Secondo l'associazione bancaria solo il 5% delle 3 mld di fatture che circolano in Italia è digitale. Sabatini: "Velocizzare i tempi del decreto attuativo"

di Federica Meta
Ogni anno in Italia circolano 3 miliardi di fatture e più di 30 miliardi sono scambiate in Europa, ma di queste solo il 5% sono elettroniche. Recentemente, tuttavia, il livello di adozione di questo strumento è cresciuto sensibilmente: tra il 2008 ed il 2009 la fatturazione elettronica è aumentata in media del 41%.
“Dematerializzare i documenti e riconciliare il ciclo ordine-consegna-fatturazione-pagamento per le imprese vuol dire semplificare i processi, riducendo fino al 90% i costi di gestione della tradizionale fattura cartacea – spiega direttore generale dell’Abi, Giovanni Sabatini -. Per questo è importante favorire la maggiore diffusione della fattura elettronica, contribuendo all’opera di ammodernamento e informatizzazione del Paese”.
I driver fondamentali di questo sviluppo vanno rintracciati nelle iniziative di standardizzazione avviate in ambito europeo attraverso gruppi di esperti come l’Expert Group on e-Invoicing e, soprattutto, nell’evoluzione normativa, con la Finanziaria 2008 ed il primo Decreto Attuativo che ha introdotto l’obbligo di fatturazione elettronica tra imprese e Pubblica Amministrazione.

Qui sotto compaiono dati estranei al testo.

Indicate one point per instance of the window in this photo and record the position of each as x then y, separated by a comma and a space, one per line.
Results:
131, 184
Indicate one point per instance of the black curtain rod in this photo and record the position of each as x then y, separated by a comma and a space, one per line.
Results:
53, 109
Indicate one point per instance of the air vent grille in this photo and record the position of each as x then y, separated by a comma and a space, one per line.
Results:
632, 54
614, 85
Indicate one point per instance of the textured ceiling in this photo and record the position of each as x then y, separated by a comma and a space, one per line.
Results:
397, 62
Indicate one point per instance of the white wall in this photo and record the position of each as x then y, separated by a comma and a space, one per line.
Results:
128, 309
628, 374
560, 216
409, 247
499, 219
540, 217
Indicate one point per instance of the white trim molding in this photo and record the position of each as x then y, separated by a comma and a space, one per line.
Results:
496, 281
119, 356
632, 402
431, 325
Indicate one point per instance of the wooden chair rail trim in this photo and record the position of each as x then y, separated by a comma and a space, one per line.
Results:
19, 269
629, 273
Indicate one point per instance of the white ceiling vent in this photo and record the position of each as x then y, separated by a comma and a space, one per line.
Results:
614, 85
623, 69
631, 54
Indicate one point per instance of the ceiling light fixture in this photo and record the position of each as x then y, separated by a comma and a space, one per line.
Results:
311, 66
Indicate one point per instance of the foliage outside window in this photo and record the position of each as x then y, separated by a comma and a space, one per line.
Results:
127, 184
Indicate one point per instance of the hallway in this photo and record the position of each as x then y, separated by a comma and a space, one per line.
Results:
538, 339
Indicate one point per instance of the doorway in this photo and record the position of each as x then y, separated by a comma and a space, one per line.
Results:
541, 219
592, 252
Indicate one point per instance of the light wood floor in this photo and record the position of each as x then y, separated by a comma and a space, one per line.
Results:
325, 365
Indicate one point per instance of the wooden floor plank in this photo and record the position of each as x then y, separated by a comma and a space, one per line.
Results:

“Per proseguire in questa direzione – aggiunge Sabatini - è necessario completare nel minor tempo possibile l’iter legislativo con l’emanazione del secondo Decreto Attuativo che andrà ad implementare tempi e procedure della fatturazione elettronica”.

Oltre alla fatturazione elettronica ad efficientare la contabilità aziendale, soprattuto delle Pmi, anche i servizi di ultima generazione. Grazie all’infrastruttura telematica messa a punto dal settore bancario, infatti, 680 banche e istituti finanziari possono garantire a oltre 800 mila aziende - l’80% delle quali sono piccole e medie – ancora più automazione, velocità di esecuzione, sicurezza e convenienza. Infine il recente recepimento della direttiva europea Psd (Payment service directive) sui sistemi di pagamento, inoltre, apre la strada anche agli “Istituti di Pagamento”, ossia ai nuovi intermediari non bancari che potranno offrire servizi di pagamento.